Reference-based
Overview
Reference-based Evaluation uses standard NLP metrics—BLEU, TER, METEOR, ROUGE, and BERTScore—to quantify how closely a model’s output matches the reference (ground truth).
Datumo Eval automatically computes these metrics for LLM generations and displays the results in a leaderboard for easy comparison.
- BLEU (Bilingual Evaluation Understudy): Measures sentence similarity via n-gram overlap.
- TER (Translation Edit Rate): Edit rate (insertions, deletions, substitutions) against the reference—lower is better.
- METEOR: Combines precision, recall, and word order alignment.
- ROUGE: Recall-oriented overlap, often used for summaries and long-form responses.

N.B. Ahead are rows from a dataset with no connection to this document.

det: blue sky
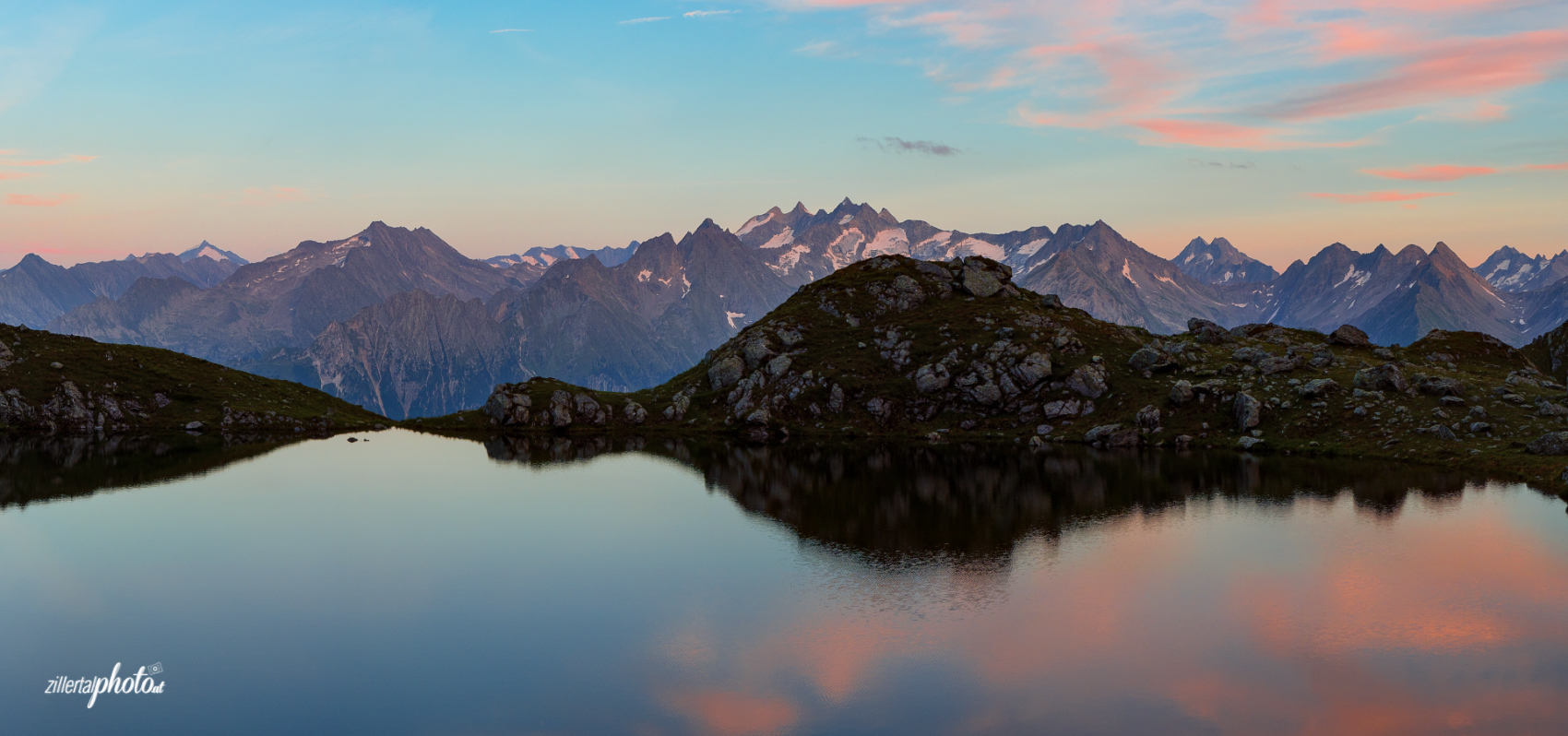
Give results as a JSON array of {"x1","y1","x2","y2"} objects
[{"x1": 0, "y1": 0, "x2": 1568, "y2": 267}]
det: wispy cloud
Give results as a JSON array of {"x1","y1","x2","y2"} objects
[
  {"x1": 771, "y1": 0, "x2": 1568, "y2": 150},
  {"x1": 240, "y1": 186, "x2": 315, "y2": 206},
  {"x1": 1306, "y1": 192, "x2": 1454, "y2": 204},
  {"x1": 1361, "y1": 165, "x2": 1498, "y2": 182},
  {"x1": 856, "y1": 137, "x2": 963, "y2": 155},
  {"x1": 5, "y1": 195, "x2": 77, "y2": 208},
  {"x1": 0, "y1": 155, "x2": 97, "y2": 166}
]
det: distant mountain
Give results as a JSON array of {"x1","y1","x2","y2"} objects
[
  {"x1": 484, "y1": 240, "x2": 640, "y2": 284},
  {"x1": 49, "y1": 221, "x2": 517, "y2": 367},
  {"x1": 1226, "y1": 243, "x2": 1529, "y2": 345},
  {"x1": 735, "y1": 197, "x2": 1051, "y2": 286},
  {"x1": 1476, "y1": 244, "x2": 1568, "y2": 293},
  {"x1": 1176, "y1": 237, "x2": 1279, "y2": 284},
  {"x1": 306, "y1": 220, "x2": 793, "y2": 419},
  {"x1": 1013, "y1": 221, "x2": 1239, "y2": 334},
  {"x1": 181, "y1": 240, "x2": 249, "y2": 266},
  {"x1": 0, "y1": 251, "x2": 244, "y2": 329}
]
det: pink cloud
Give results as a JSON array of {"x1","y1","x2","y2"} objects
[
  {"x1": 1261, "y1": 30, "x2": 1568, "y2": 121},
  {"x1": 0, "y1": 150, "x2": 97, "y2": 166},
  {"x1": 1306, "y1": 192, "x2": 1454, "y2": 204},
  {"x1": 242, "y1": 186, "x2": 314, "y2": 204},
  {"x1": 5, "y1": 195, "x2": 77, "y2": 208},
  {"x1": 1361, "y1": 165, "x2": 1498, "y2": 182}
]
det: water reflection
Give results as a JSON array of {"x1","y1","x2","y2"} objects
[
  {"x1": 484, "y1": 436, "x2": 1487, "y2": 557},
  {"x1": 0, "y1": 433, "x2": 318, "y2": 508}
]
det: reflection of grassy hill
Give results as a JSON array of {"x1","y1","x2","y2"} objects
[
  {"x1": 0, "y1": 432, "x2": 315, "y2": 508},
  {"x1": 410, "y1": 255, "x2": 1568, "y2": 479},
  {"x1": 0, "y1": 325, "x2": 386, "y2": 432}
]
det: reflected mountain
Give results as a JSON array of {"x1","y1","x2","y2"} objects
[
  {"x1": 484, "y1": 436, "x2": 1517, "y2": 562},
  {"x1": 0, "y1": 433, "x2": 315, "y2": 508}
]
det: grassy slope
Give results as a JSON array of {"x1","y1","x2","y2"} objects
[
  {"x1": 405, "y1": 257, "x2": 1568, "y2": 481},
  {"x1": 0, "y1": 325, "x2": 390, "y2": 429}
]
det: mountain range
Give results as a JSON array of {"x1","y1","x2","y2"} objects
[{"x1": 0, "y1": 199, "x2": 1568, "y2": 419}]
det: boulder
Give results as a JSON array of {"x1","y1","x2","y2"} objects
[
  {"x1": 1295, "y1": 378, "x2": 1339, "y2": 398},
  {"x1": 1524, "y1": 432, "x2": 1568, "y2": 455},
  {"x1": 1127, "y1": 345, "x2": 1176, "y2": 371},
  {"x1": 1355, "y1": 362, "x2": 1409, "y2": 391},
  {"x1": 1187, "y1": 317, "x2": 1236, "y2": 345},
  {"x1": 707, "y1": 355, "x2": 746, "y2": 391},
  {"x1": 958, "y1": 257, "x2": 1013, "y2": 298},
  {"x1": 1066, "y1": 362, "x2": 1111, "y2": 398},
  {"x1": 914, "y1": 362, "x2": 952, "y2": 394},
  {"x1": 1012, "y1": 351, "x2": 1051, "y2": 389},
  {"x1": 1137, "y1": 403, "x2": 1160, "y2": 432},
  {"x1": 1416, "y1": 375, "x2": 1465, "y2": 396},
  {"x1": 1231, "y1": 394, "x2": 1264, "y2": 432},
  {"x1": 1328, "y1": 325, "x2": 1372, "y2": 347},
  {"x1": 1084, "y1": 423, "x2": 1140, "y2": 447}
]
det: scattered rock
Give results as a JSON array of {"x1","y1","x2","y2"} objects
[
  {"x1": 1187, "y1": 317, "x2": 1236, "y2": 345},
  {"x1": 1231, "y1": 394, "x2": 1264, "y2": 432},
  {"x1": 1295, "y1": 378, "x2": 1339, "y2": 398},
  {"x1": 1355, "y1": 362, "x2": 1409, "y2": 391},
  {"x1": 1066, "y1": 362, "x2": 1111, "y2": 398},
  {"x1": 1328, "y1": 325, "x2": 1372, "y2": 347},
  {"x1": 1524, "y1": 432, "x2": 1568, "y2": 455}
]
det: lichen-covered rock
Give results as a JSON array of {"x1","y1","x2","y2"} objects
[
  {"x1": 1295, "y1": 378, "x2": 1339, "y2": 398},
  {"x1": 1084, "y1": 423, "x2": 1142, "y2": 447},
  {"x1": 914, "y1": 362, "x2": 952, "y2": 394},
  {"x1": 1231, "y1": 392, "x2": 1264, "y2": 432},
  {"x1": 1137, "y1": 405, "x2": 1160, "y2": 432},
  {"x1": 1127, "y1": 345, "x2": 1176, "y2": 372},
  {"x1": 1066, "y1": 362, "x2": 1111, "y2": 398},
  {"x1": 740, "y1": 338, "x2": 773, "y2": 369},
  {"x1": 1416, "y1": 375, "x2": 1465, "y2": 396},
  {"x1": 1012, "y1": 351, "x2": 1051, "y2": 389},
  {"x1": 958, "y1": 257, "x2": 1013, "y2": 298},
  {"x1": 1039, "y1": 398, "x2": 1084, "y2": 419},
  {"x1": 707, "y1": 355, "x2": 746, "y2": 391},
  {"x1": 1355, "y1": 362, "x2": 1409, "y2": 391},
  {"x1": 1524, "y1": 427, "x2": 1568, "y2": 455},
  {"x1": 1328, "y1": 325, "x2": 1372, "y2": 347},
  {"x1": 1187, "y1": 317, "x2": 1236, "y2": 345},
  {"x1": 551, "y1": 391, "x2": 573, "y2": 427},
  {"x1": 480, "y1": 385, "x2": 533, "y2": 427}
]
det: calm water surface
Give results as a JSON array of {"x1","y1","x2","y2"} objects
[{"x1": 0, "y1": 432, "x2": 1568, "y2": 736}]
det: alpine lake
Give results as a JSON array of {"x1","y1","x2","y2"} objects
[{"x1": 0, "y1": 430, "x2": 1568, "y2": 736}]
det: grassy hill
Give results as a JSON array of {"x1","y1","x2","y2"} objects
[
  {"x1": 0, "y1": 325, "x2": 390, "y2": 433},
  {"x1": 405, "y1": 255, "x2": 1568, "y2": 479}
]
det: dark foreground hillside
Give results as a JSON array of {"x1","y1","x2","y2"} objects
[
  {"x1": 0, "y1": 325, "x2": 386, "y2": 433},
  {"x1": 410, "y1": 255, "x2": 1568, "y2": 477}
]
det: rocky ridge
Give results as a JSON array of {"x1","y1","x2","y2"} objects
[
  {"x1": 0, "y1": 326, "x2": 387, "y2": 434},
  {"x1": 422, "y1": 255, "x2": 1568, "y2": 476}
]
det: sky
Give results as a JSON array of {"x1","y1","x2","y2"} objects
[{"x1": 0, "y1": 0, "x2": 1568, "y2": 268}]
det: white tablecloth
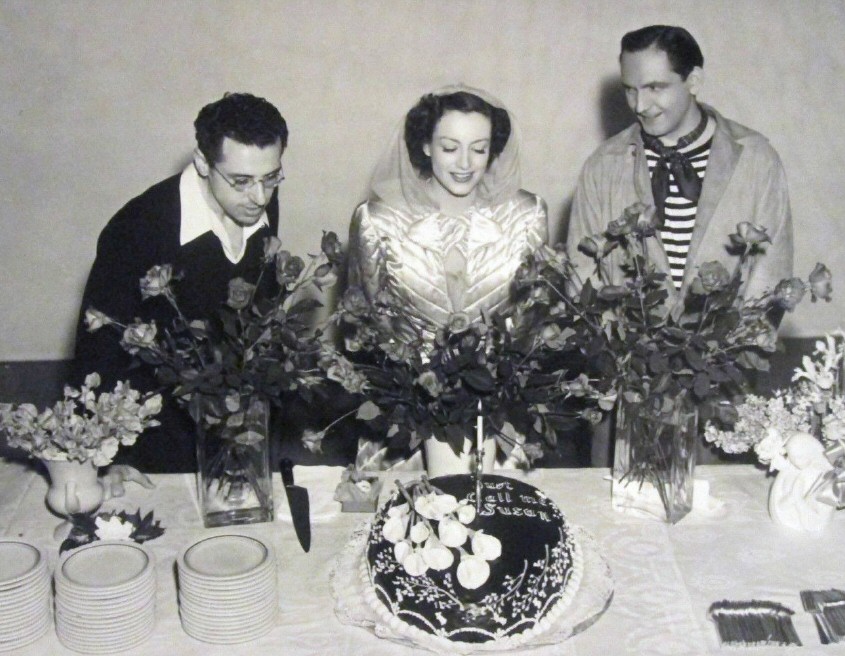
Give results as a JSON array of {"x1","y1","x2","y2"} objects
[{"x1": 0, "y1": 463, "x2": 845, "y2": 656}]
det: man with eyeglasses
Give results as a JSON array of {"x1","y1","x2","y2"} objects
[{"x1": 74, "y1": 93, "x2": 288, "y2": 471}]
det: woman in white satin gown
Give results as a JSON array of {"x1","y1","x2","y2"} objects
[{"x1": 349, "y1": 86, "x2": 548, "y2": 339}]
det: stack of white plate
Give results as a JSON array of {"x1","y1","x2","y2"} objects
[
  {"x1": 54, "y1": 540, "x2": 156, "y2": 653},
  {"x1": 0, "y1": 538, "x2": 50, "y2": 651},
  {"x1": 176, "y1": 535, "x2": 279, "y2": 644}
]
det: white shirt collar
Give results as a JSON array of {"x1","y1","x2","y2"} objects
[{"x1": 179, "y1": 163, "x2": 270, "y2": 264}]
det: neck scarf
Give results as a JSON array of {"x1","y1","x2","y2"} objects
[{"x1": 642, "y1": 111, "x2": 707, "y2": 218}]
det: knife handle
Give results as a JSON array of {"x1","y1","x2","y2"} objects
[{"x1": 279, "y1": 458, "x2": 293, "y2": 487}]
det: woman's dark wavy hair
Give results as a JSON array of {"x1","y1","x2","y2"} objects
[
  {"x1": 405, "y1": 91, "x2": 511, "y2": 178},
  {"x1": 619, "y1": 25, "x2": 704, "y2": 80},
  {"x1": 194, "y1": 93, "x2": 288, "y2": 164}
]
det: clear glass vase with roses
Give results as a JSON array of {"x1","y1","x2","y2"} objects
[
  {"x1": 85, "y1": 232, "x2": 342, "y2": 526},
  {"x1": 315, "y1": 286, "x2": 600, "y2": 473},
  {"x1": 519, "y1": 204, "x2": 831, "y2": 522}
]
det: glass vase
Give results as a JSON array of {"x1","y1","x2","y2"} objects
[
  {"x1": 423, "y1": 437, "x2": 496, "y2": 478},
  {"x1": 611, "y1": 395, "x2": 698, "y2": 524},
  {"x1": 197, "y1": 396, "x2": 273, "y2": 527}
]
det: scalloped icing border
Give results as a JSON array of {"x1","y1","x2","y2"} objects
[{"x1": 358, "y1": 520, "x2": 584, "y2": 653}]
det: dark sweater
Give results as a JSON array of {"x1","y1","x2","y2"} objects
[{"x1": 74, "y1": 175, "x2": 279, "y2": 472}]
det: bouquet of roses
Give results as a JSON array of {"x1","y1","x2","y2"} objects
[
  {"x1": 519, "y1": 204, "x2": 831, "y2": 428},
  {"x1": 85, "y1": 232, "x2": 342, "y2": 423},
  {"x1": 313, "y1": 286, "x2": 600, "y2": 465}
]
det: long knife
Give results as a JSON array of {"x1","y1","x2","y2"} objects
[{"x1": 279, "y1": 458, "x2": 311, "y2": 552}]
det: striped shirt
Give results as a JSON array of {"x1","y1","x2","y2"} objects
[{"x1": 645, "y1": 118, "x2": 715, "y2": 289}]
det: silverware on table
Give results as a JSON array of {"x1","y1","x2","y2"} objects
[{"x1": 279, "y1": 458, "x2": 311, "y2": 552}]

- BERTScore: Semantic similarity using BERT embeddings to capture context-level matches.
Step 1. Create a Task
1) Start a Reference-based Task
On the Reference-based Task page, click + New Task in the top-right corner to begin.
2) Enter Task details
Name the Task, choose the Target Model, and select one or more metrics (BLEU / TER / METEOR / ROUGE / BERTScore).
Upload the reference dataset or file to compare against.
3) Run the evaluation
Click Complete to start the evaluation.
Datumo Eval will generate per-metric scores and visualized charts, and you can compare multiple models side-by-side based on their reference alignment.